Ist doch Vurst
Ist doch Vurst
Notiert in Brüssel
Ist doch Vurst
Von Detlef Fechtner
Mannomann, da kann man schon ins grübeln kommen. Da redet das EU-Parlament unentwegt vom Abbau unnötiger Vorgaben, von der Entschlackung der Regulierung und davon, dass weniger oft mehr ist – und dann sowas: Im Plenum des EU-Parlaments haben sich eine Mehrheit von 355 Abgeordneten dafür ausgesprochen, dass es in Zukunft kein Kohlrabi-Schnitzel, keine Tofu-Wurst und keinen Seitan-Burger mehr geben soll. Denn für vegetarische Alternativen sollen alle Bezeichnungen, die nach Wurst oder Fleisch klingen, tabu sein. Noch ist damit das Verbot zwar noch nicht verabschiedet. Aber nun beginnen – genau mit diesem Ziel – Verhandlungen mit dem Rat.

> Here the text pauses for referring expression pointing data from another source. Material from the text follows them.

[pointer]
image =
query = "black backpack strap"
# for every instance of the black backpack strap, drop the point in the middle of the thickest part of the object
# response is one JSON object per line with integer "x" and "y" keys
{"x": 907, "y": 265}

Oje. Selbst wär eingefleischter (sic!) Karnivore ist, kann da ins Kopfschütteln kommen. Denn erstens steht zu befürchten, dass die Fleischalternativen-Industrie nun Produktnamen erfinden muss, die dann tatsächlich für Verwirrung im Supermarkt führen. Tofu-Schnitte, Veggie-Happen, Seitan-Stange? Oder werden noch mehr Produkte künftig als „Vurst“ angeboten. Hand aufs Herz, wäre das wirklich hilfreich, übrigens auch mit Blick auf die Rechtschreibefähigkeiten von Kindern?

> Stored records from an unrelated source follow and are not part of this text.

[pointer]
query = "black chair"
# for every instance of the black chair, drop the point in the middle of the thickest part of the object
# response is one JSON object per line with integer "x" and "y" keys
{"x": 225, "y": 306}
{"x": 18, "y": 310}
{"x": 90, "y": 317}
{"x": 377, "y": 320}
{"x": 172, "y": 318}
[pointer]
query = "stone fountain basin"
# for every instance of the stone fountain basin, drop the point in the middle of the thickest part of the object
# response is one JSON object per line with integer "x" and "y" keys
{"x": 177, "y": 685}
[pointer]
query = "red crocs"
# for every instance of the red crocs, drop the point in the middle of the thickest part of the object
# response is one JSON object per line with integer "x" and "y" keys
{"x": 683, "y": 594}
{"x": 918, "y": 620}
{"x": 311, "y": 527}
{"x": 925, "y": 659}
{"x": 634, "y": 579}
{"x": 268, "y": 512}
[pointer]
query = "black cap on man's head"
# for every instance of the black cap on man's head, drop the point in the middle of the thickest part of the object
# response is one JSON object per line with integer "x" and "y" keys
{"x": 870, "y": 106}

Wer trinkt schon Haferdrink?
Und zweitens werden die Verbraucher die Umbenennung ohnehin nicht übernehmen, vielmehr bei dem alten Namen bleiben. Schließlich ist der Versuch schon beim Haferdrink schiefgegangen. An der Theke des Cafés um die Ecke habe ich bislang jedenfalls nur Kunden erlebt, die ihren Cappuccino mit Hafermilch bestellen.
Der Late-Night-Plauderer Harald Schmidt hat einmal erzählt, sein Arzt habe ihm dringend empfohlen, mehr Obst zu essen. „Was heißt das: Eine zweite Scheibe Ananas auf den Toast Hawaii?“ Das Abstimmungsergebnis in Sachen Veggie-Wurst erinnert an diese Auffassungen von Ernährung aus Zeiten des Mettigels. Insofern riskiert das EU-Parlament mit seinem Votum nicht allein, dass diejenigen, die den europäischen Gesetzgebern Überregulierung oder sogar Gängelung vorwerfen, sich in ihrem (Vor)-Urteil bestätigt sehen. Sondern auch, dass ihm nachgesagt wird, nicht auf der Höhe der Zeit zu sein.
Bloß nicht kein Fleisch essen!
Das Argument, mit der Verbannung der Veggie-Wurst die Verbraucher zu schützen, ist zumindest zweifelhaft und missverständlich. Denn es klingt fast so, als wollten die Abgeordneten dem Umstand unbedingt vorbeugen, dass Konsumenten aus Versehen fleischlose Schnitzel essen und es womöglich am Ende nicht einmal merken. Tatsächlich ist es längst zu einem Wettbewerb privater Radiosender geworden, bei Grillfesten vegane Patties unter die Hamburger zu schmuggeln und anschließend hämische Reportagen über die verdutzten Männer zu machen, die zuvor das saftige Steakfleisch in hohen Tönen gelobt haben.
Apropos Häme: In einer Umfrage des „Tagesspiegels“ stellten spöttische Leser die Frage, welche Produkt-Kennzeichnungen in der Metzgerei nun als nächstes vom EU-Parlament auf die Verbotsliste gesetzt werden: Leberkäse oder Lachsschinken?